Сорок четыре года тому назад в Москве, на Тверской (ныне улица Горького), по соседству с Английским клубом (ныне Музей революции), находился знаменитый кинотеатр «Арс» (ныне Театр имени Станиславского). «Арс» был любимым местом времяпрепровождения молодых москвичей. Советский кинематограф только начинал разворачиваться. Правда, уже существовали такие фильмы, как «Закройщик из Торжка» или «Красные дьяволята», но еще не канули в вечность пресловутые названия вроде «Отцвели уж давно хризантемы в саду» или «У камина», фильмы с Верой Холодной, Мозжухиным, Полонским. В нашем доме эти «киноромансы» нещадно высмеивались. Родителей моих больше всего привлекали «видовые» картины родоначальницы теперешней блестящей хроники. «Видовые» демонстрировались главным образом в маленьком кинематографе с претенциозным названием «Великий немой»; он был на углу Тверского бульвара, против памятника Пушкину.

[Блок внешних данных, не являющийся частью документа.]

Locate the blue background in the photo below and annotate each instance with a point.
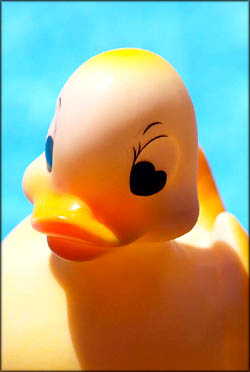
(206, 42)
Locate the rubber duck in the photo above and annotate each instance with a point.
(127, 262)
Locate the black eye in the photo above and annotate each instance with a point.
(49, 152)
(145, 180)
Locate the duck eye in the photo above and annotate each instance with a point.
(49, 152)
(145, 180)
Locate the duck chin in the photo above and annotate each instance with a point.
(75, 250)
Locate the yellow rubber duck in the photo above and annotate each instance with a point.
(125, 275)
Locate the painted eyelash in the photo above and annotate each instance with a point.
(136, 154)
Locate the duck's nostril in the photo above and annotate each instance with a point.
(49, 152)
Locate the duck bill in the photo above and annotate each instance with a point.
(72, 230)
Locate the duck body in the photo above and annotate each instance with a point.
(142, 267)
(173, 308)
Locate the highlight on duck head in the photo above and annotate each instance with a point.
(120, 161)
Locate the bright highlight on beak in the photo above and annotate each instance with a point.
(73, 232)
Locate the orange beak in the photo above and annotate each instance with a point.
(73, 232)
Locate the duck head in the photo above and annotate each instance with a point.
(120, 161)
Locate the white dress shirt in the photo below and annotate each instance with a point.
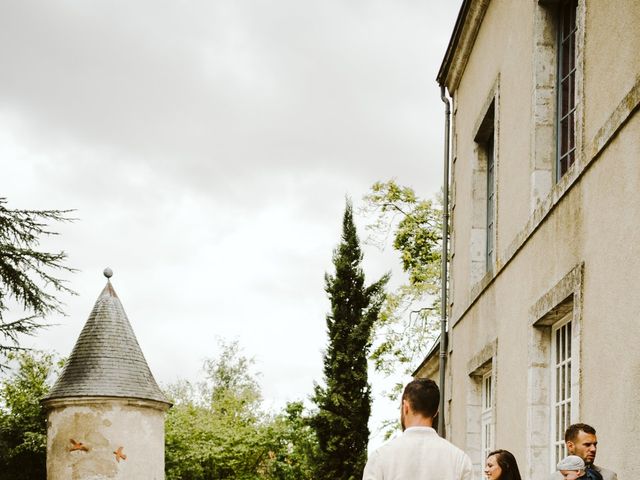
(418, 454)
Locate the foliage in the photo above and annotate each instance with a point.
(23, 430)
(217, 428)
(293, 446)
(344, 404)
(410, 318)
(25, 270)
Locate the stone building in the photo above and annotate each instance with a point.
(105, 412)
(545, 201)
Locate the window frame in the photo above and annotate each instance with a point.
(561, 398)
(487, 435)
(566, 104)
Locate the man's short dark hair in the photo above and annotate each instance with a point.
(572, 432)
(423, 396)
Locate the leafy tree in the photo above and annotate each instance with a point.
(293, 446)
(23, 429)
(344, 404)
(26, 271)
(217, 428)
(410, 317)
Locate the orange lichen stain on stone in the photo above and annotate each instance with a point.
(96, 462)
(77, 446)
(119, 455)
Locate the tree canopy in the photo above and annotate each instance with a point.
(28, 275)
(344, 402)
(218, 428)
(410, 317)
(23, 426)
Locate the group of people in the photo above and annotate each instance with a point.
(419, 453)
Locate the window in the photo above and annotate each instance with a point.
(566, 86)
(491, 201)
(485, 138)
(486, 419)
(560, 386)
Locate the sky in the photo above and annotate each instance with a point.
(207, 148)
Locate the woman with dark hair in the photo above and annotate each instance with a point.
(502, 465)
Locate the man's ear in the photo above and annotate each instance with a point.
(571, 446)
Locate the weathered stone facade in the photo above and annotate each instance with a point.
(561, 284)
(106, 413)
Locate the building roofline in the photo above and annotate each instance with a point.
(462, 39)
(453, 42)
(435, 348)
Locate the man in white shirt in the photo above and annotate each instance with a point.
(419, 453)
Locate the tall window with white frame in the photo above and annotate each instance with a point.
(486, 419)
(486, 140)
(491, 200)
(560, 386)
(566, 88)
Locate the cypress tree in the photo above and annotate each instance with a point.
(344, 403)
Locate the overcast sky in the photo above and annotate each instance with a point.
(207, 147)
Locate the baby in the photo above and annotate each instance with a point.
(571, 467)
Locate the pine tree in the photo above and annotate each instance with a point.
(344, 403)
(25, 271)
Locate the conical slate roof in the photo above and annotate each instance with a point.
(107, 360)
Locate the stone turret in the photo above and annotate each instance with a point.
(105, 413)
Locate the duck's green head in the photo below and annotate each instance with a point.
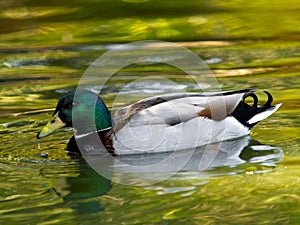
(81, 109)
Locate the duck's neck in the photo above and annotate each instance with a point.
(89, 122)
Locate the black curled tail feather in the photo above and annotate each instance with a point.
(244, 112)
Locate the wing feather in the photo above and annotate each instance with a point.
(176, 108)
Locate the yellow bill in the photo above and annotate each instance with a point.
(54, 124)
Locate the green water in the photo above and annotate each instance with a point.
(45, 47)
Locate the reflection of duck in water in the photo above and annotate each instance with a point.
(81, 192)
(157, 124)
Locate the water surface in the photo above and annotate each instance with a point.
(45, 47)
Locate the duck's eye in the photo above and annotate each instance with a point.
(71, 105)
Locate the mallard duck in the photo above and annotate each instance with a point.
(157, 124)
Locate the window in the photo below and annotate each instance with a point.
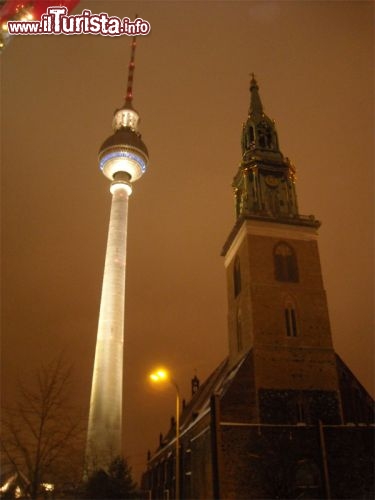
(290, 322)
(239, 331)
(237, 276)
(285, 262)
(290, 316)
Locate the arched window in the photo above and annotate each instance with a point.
(239, 331)
(290, 315)
(285, 263)
(237, 276)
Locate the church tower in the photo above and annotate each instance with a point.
(277, 306)
(123, 159)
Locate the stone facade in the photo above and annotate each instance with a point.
(282, 416)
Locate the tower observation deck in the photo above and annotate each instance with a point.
(123, 159)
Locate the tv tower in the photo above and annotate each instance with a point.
(123, 159)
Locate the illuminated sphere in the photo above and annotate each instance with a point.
(123, 152)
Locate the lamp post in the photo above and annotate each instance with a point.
(162, 375)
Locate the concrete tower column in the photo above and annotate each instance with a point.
(105, 420)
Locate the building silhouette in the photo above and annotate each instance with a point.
(282, 416)
(123, 159)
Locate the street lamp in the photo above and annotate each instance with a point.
(162, 375)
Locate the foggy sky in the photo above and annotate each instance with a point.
(314, 65)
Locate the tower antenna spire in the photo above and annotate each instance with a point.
(129, 87)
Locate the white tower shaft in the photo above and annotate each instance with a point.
(104, 439)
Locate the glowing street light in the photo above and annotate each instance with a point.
(162, 375)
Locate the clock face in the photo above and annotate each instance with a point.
(271, 181)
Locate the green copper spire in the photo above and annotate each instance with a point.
(264, 185)
(256, 107)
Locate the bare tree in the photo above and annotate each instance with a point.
(42, 436)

Вскоре в «Арсе» начался прокат заграничных картин, тяжеловесных, многосерийных немецких эпопей вроде «Индийской гробницы» с Конрадом Вейдтом. Потом понеслись на русских экранах ковбойские кони американских гангстеров, на радость мальчишек-школьников; американский чаровник Ричард Бартельмес в средневековом плаще и мексиканец Рамон Наварро сводили с ума старших школьниц. Но были фильмы, на которые мы ходили всей семьей; таким был немецкий фильм «Авантюристка из Монте-Карло». Он был чуть ли не в восьми сериях и весь снимался на натуре, по всем странам мира, вот почему родители мои смотрели все серии. Главную роль играла красивая немка Эллен Рихтер: стриженная по моде, в английском безупречном костюме, она была неподражаема для тех времен. Родители мои на сеансах вспоминали с юности знакомые города Европы, восхищались съемками Неаполя, Помпеи, Венеции, с интересом следовали за авантюристкой в Стамбул или Алжир, а меня, понятно, интересовала больше авантюристка. Что вытворяла эта красотка, теперь я не вспомню, но романтика этих приключений, снятых в лучших местах земного шара, осталась в моих стремлениях ко всему неизведанному, таинственному и прекрасному.